S H Lee 1,2,*, J H J van der Werf 1
PMCID: PMC4848406  PMID: 26755623

Abstract

Summary: We have developed an algorithm for genetic analysis of complex traits using genome-wide SNPs in a linear mixed model framework. Compared to current standard REML software based on the mixed model equation, our method is substantially faster. The advantage is largest when there is only a single genetic covariance structure. The method is particularly useful for multivariate analysis, including multi-trait models and random regression models for studying reaction norms. We applied our proposed method to publicly available mice and human data and discuss the advantages and limitations.

Availability and implementation: MTG2 is available in https://sites.google.com/site/honglee0707/mtg2.

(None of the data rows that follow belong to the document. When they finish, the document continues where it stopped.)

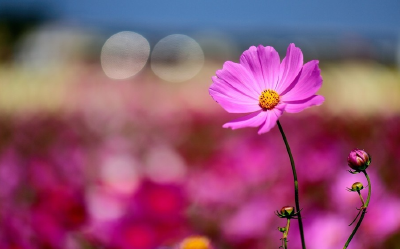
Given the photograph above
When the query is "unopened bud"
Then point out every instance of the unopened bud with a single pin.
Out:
(195, 242)
(287, 211)
(357, 186)
(358, 160)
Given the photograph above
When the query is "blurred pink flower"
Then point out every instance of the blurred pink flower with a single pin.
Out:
(264, 87)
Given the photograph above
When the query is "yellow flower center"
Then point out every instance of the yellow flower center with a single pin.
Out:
(195, 242)
(268, 99)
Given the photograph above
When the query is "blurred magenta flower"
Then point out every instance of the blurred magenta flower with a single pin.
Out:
(264, 87)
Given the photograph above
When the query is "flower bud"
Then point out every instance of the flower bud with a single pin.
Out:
(357, 186)
(358, 160)
(287, 211)
(195, 242)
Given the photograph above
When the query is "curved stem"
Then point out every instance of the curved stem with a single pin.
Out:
(285, 234)
(364, 210)
(296, 186)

Contact: hong.lee@une.edu.au

Supplementary information: Supplementary data are available at Bioinformatics online.

1 Introduction

Previously, methods were developed to estimate genetic variance and genetic correlations between complex traits explained by genome-wide SNPs using linear mixed models (Lee et al., 2012; Maier et al., 2015; Yang et al., 2011). As genetic relatedness among (conventionally) unrelated subjects could be estimated based on genomic information, which replaces family studies with population studies, the model allows estimation of the genetic effects to be much less confounded with family environmental effects. For this same reason, the approach has also been proposed as a more powerful tool to detect genotype–environment interaction (G × E) (Lee et al., 2015). That is, in the presence of G × E, the genetic correlation between genetic effects in different environments is significantly lower than one (Falconer and Mackay, 1996). In order to capture G × E across a trajectory of multiple environments, random regression models have been proposed for evolutionary and livestock genetics (Kirkpatrick et al., 1990; Meyer and Hill, 1997). The random regression model is also known as the reaction norm model (Kirkpatrick and Heckman, 1989).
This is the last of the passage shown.